Bisey dicem ☝🏻☝🏻 bu bolumu assssla icimden gelerek atmiyorum fakat Hyunjini baska nasil olayin tam icine dahil edebilecegimi bir turlu ayarlayamadim ve akimda yazmaya baslamadan once kurgunun ilk olusmasina vesile olan sahne son kisimdaki gibi bir şeydi bu yuzden o sahneye de bagli kalmak istiyorum kisacasi eger size sacma gelen yerler olursa beni linclemeyin 😭😭
Neysos iyi okumalar seviyom sizi 🐶🐶
______________________________
"Avukatlarla konuştum. Davayı kazanmak için ellerinden geleni yapacaklarını söylediler ama bu şartlar altında çok zor olacakmış."
Changbin şirketine bağlı bir kaç avukatla yaptığı görüşmeleri yine Hyunjin'in salonunda toplanmış kişilere bakarak aktarırken gözleri tek bir kişiyle takılmıştı.
Abisi ve Hyunjin'in arasına oturmuş, dirseklerini dizlerine, yüzünü ise ellerine yaslamış bir şekilde öylece oturan omegaya bakmıştı. Dün evlerine gelen dava kağıtları sonrası geçirdiği krizden sonra sakinleşince Minho tüm şefkati ile kardeşiyle güzelce ilgilenmiş, fakat Jeongin'in morali asla yerine gelmemişti. Bütün gece uykuya dalmadan önceki her anında sessiz sessiz ağlamış ve ne yapabileceğini hakkında her şeyi detaylıca düşünmeye çalışmıştı. Tabii dopdolu bir beyin ile mantıklı kararlar almak epey zorlamıştı onu.

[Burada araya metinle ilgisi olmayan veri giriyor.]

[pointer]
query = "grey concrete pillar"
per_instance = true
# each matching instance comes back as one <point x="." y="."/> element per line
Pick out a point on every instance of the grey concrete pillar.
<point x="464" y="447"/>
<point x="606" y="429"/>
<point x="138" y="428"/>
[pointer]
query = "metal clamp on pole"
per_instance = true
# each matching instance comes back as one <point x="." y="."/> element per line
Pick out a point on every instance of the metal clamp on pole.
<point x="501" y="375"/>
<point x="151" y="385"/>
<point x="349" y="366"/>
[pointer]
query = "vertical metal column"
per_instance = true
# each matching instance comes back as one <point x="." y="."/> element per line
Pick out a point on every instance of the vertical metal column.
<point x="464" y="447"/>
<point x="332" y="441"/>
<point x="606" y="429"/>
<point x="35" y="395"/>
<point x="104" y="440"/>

Burnunu çekerek kafasını kaldırdıktan sonra kendisini izleyen Changbin ile göz göze gelince "Bize nasıl şartlar lazım tam olarak?" diye sordu. Tahmin edebiliyordu aslında. Her zaman istenen şeyler vardı bu süreçte. Araştırmasını kendi çapında yapmıştı zamanında. Fakat ihtiyaç duyabileceğini hiç düşünmemişti.
"Klasik şeyler. Sunoo'ya ait bir oda, eve düzenli olarak giren bir gelir ve Sunoo'nun her bakımdan onun için iyi bir ortamda bulunuyor olması." diyerek kısaca açıkladı.

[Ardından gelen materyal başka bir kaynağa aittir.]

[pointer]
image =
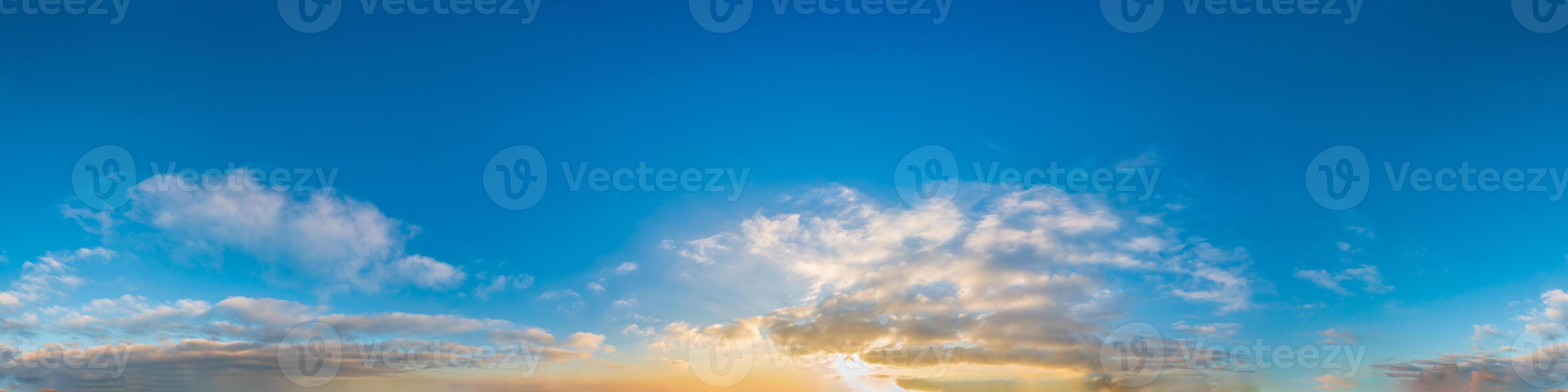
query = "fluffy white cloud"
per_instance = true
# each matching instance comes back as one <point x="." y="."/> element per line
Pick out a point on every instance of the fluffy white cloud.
<point x="502" y="283"/>
<point x="1368" y="275"/>
<point x="49" y="276"/>
<point x="344" y="240"/>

"Bir de," dedi fakat devamını getirip getirmemek konusunda kararsız kaldı. Fakat Jeongin konuşması için tüm odağını ona vermişken bahsetmesi gerekiyordu.
"Mührünü bozdurmuş olman bizim aleyhimize işlermiş. Bu tarz davalar genelde pek de iyi vakalarla gelmezmiş mahkemeye. Yani..." Changbin nasıl devam edeceğini bilemedi. Öyle boktan bir durumdalardı ki açıklamaya dili bile varmıyordu.
"Yani ne Changbin?" diyerek araya girdi Felix. Lafı ağzında dolandırıp durmasına sinir olmuştu. Ortam zaten yeterince gergindi ve daha fazla gerilim yaratmaya da gerek yoktu.
"Yani bu tarz mühür bozduran omega vakalarında genelde mevzu bahis omega şahıs genel ev tarzı yerlerde çalışanlar olurmuş. Bu yüzden mahkemede öncelik her zaman alfa olana verilirmiş. Tahmin edersiniz ki kimse küçük çocuğun öyle bir ortamda büyümesine izin vermez."
"Kendimizi açıklayamaz mıyız? Yani Jeongin'in yalnızca eşinden boşanmış sıradan bir omega olduğunu kanıtlayamaz mıyız?" Hyunjin bir umutla sorsa da Chanbin tekrar kötü haberi vermişti. "Mahkemede karar verilirken davaları kısa tutmak için direkt hüküm veriyormuş genelde. Kısacası, omegada mühür yoksa çocuk da yok."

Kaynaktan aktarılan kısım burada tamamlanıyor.